Review — BERT: Pre-training of Deep Bidirectional Transformers for Language Understanding

Pretraining Using BERT, Fine-Tuning BERT for Downstream Tasks

Sik-Ho Tsang
8 min readJan 9, 2022
BERT: Pre-training of Deep Bidirectional Transformers for Language Understanding

BERT: Pre-training of Deep Bidirectional Transformers for Language Understanding
BERT, by Google AI Language
2019 NAACL, Over 31000 Citations (Sik-Ho Tsang @ Medium)
Language Model

  • BERT, Bidirectional Encoder Representations from Transformers, is proposed, to pretrain deep bidirectional representations from unlabeled text by jointly conditioning on both left and right context in all layers.
  • This pre-trained BERT model can be fine-tuned with just one additional output layer to create state-of-the-art models for a wide range of tasks, such as question answering and language inference, without substantial task-specific architecture modifications.

This is a kind of self-supervised learning that pretext task is the language model learning while specific tasks are downstream tasks with fine-tuning.

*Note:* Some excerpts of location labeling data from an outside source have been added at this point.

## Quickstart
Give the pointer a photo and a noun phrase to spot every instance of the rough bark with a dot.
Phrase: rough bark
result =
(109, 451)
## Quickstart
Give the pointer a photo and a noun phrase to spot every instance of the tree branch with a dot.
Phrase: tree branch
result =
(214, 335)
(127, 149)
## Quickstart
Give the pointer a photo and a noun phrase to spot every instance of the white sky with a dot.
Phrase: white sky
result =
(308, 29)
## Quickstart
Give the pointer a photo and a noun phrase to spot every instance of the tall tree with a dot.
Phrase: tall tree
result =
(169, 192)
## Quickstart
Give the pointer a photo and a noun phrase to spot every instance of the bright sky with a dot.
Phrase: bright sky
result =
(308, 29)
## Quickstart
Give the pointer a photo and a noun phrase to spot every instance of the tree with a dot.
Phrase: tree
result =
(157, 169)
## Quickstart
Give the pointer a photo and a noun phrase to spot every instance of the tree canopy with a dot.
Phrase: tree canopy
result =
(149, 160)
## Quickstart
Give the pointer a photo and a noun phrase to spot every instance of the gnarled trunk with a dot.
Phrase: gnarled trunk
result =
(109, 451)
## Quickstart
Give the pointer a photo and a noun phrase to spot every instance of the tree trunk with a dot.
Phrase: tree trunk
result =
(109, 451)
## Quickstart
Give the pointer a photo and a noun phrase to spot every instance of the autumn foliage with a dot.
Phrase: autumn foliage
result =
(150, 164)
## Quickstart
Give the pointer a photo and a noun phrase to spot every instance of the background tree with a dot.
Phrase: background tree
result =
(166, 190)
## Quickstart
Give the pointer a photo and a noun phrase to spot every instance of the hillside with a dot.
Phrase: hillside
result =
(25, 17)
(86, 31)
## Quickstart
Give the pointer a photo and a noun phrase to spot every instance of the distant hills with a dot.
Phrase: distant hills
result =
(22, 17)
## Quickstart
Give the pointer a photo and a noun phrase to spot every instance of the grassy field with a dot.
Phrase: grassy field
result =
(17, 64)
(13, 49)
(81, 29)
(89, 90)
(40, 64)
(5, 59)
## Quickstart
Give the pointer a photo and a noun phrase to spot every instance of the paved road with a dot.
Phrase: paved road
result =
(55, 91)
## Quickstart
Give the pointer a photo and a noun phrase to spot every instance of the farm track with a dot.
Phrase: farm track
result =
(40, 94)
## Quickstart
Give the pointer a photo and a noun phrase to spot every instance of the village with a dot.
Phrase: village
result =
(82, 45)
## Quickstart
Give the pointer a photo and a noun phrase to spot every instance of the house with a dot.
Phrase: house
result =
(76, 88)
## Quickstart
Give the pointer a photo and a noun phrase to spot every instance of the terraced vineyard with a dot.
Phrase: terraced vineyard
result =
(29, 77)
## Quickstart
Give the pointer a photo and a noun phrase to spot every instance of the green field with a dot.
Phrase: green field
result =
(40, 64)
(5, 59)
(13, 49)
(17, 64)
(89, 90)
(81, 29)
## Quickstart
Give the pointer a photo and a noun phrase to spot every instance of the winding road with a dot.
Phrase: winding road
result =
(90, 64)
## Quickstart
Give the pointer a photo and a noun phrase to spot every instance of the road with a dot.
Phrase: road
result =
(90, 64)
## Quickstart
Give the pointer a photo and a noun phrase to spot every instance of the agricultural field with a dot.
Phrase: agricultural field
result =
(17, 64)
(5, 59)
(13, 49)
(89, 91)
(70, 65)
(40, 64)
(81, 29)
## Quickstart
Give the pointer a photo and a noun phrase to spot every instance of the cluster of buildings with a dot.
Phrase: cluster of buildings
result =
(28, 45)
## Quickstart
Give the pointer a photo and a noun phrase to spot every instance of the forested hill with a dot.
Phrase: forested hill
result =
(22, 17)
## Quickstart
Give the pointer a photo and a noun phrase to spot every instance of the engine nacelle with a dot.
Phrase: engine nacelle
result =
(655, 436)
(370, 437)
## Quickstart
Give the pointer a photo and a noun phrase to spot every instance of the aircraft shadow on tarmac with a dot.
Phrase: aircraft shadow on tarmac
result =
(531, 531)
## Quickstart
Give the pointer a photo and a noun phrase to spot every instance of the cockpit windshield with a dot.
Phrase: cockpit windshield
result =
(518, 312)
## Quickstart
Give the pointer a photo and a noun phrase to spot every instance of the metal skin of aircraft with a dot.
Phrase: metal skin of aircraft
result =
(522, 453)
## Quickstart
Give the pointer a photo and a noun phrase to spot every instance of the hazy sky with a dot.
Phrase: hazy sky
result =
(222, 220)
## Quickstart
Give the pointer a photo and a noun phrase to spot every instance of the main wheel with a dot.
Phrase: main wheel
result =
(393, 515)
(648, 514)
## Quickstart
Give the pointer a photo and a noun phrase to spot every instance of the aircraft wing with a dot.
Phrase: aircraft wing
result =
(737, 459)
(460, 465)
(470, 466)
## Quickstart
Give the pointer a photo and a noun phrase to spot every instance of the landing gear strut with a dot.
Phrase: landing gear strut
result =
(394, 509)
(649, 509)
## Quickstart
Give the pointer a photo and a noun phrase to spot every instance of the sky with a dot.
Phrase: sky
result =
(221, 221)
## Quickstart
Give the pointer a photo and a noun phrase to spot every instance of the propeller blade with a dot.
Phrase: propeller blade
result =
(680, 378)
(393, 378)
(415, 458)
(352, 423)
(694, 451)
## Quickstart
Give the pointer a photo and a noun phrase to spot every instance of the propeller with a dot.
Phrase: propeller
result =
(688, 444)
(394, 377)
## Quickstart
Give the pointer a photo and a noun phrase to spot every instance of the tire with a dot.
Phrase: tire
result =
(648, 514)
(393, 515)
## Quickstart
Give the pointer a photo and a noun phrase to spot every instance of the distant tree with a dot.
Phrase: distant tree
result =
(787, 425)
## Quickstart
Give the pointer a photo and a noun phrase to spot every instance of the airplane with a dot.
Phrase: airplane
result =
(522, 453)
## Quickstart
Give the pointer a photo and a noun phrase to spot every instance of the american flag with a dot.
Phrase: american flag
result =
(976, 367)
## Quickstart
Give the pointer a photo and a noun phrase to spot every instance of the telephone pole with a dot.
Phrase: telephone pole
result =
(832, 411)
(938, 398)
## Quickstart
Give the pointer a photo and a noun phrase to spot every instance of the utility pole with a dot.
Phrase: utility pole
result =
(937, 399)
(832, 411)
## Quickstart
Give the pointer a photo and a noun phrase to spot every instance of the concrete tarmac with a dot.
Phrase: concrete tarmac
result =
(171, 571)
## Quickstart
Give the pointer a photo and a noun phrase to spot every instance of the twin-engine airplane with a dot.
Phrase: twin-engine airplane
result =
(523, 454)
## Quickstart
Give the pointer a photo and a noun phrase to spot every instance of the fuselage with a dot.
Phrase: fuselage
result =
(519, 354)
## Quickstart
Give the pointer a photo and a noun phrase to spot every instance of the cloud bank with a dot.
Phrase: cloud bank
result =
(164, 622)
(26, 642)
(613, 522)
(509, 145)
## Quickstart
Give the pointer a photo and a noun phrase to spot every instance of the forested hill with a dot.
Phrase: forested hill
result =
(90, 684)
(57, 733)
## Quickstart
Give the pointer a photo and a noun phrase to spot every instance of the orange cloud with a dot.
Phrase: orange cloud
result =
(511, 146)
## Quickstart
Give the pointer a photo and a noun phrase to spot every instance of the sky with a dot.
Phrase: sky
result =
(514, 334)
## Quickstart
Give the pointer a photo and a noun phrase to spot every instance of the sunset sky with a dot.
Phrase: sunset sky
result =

  1. BERT: Bidirectional Encoder Representations from Transformers
  2. Pretraining BERT
  3. Fine-Tuning BERT
  4. SOTA Comparison
  5. Ablation Study

1. BERT: Bidirectional Encoder Representations from Transformers

1.1. BERT Training Steps

  • There are two steps in BERT framework: pre-training and fine-tuning.
  • During pre-training, the model is trained on unlabeled data over different pre-training tasks.
  • For fine-tuning, the BERT model is first initialized with the pre-trained parameters, and all of the parameters are fine-tuned using labeled data from the downstream tasks.

1.2. BERT Model Architecture

BERT uses a bidirectional Transformer. OpenAI GPT uses a left-to-right Transformer. ELMo uses the concatenation of independently trained left-to-right and right-to-left LSTMs
  • BERT’s model architecture is a multi-layer bidirectional Transformer encoder based on Transformer. The implementation is almost identical to the original one.
  • The number of layers (i.e., Transformer blocks) is denoted as L, the hidden size is denoted as H, and the number of self-attention heads as A.3
  • Two model sizes are evaluated:
  1. BERTBASE (L=12, H=768, A=12, Total Parameters=110M), which has the same model size as OpenAI GPT for comparison purposes. BERT Transformer uses bidirectional self-attention, while the GPT Transformer uses constrained self-attention where every token can only attend to context to its left.
  2. BERTLARGE (L=24, H=1024, A=16, Total Parameters=340M).

1.3. Input Representation

BERT input representation
  • To make BERT handle a variety of down-stream tasks, the input representation is able to unambiguously represent both a single sentence and a pair of sentences (e.g., <Question, Answer>) in one token sequence.
  • WordPiece embeddings (Wu et al., 2016) with a 30,000 token vocabulary, is used.
  • The first token of every sequence is always a special classification token ([CLS]).
  • A special token ([SEP]) is used for separation.

For a given token, its input representation is constructed by summing the corresponding token, segment, and position embeddings. A visualization of this construction is as shown above.

2. Pretraining BERT

2.1. Masked LM (MLM)

  • Some percentage of the input tokens is masked at random, and then those masked tokens are to be predicted.
  • 15% of all WordPiece tokens are masked at random in each sequence.
  • Only the masked words are predicted rather than reconstructing the entire input.
  • If the i-th token is chosen, the i-th token is replaced with (1) the [MASK] token 80% of the time (2) a random token 10% of the time (3) the unchanged i-th token 10% of the time. Then, Ti will be used to predict the original token with cross entropy loss.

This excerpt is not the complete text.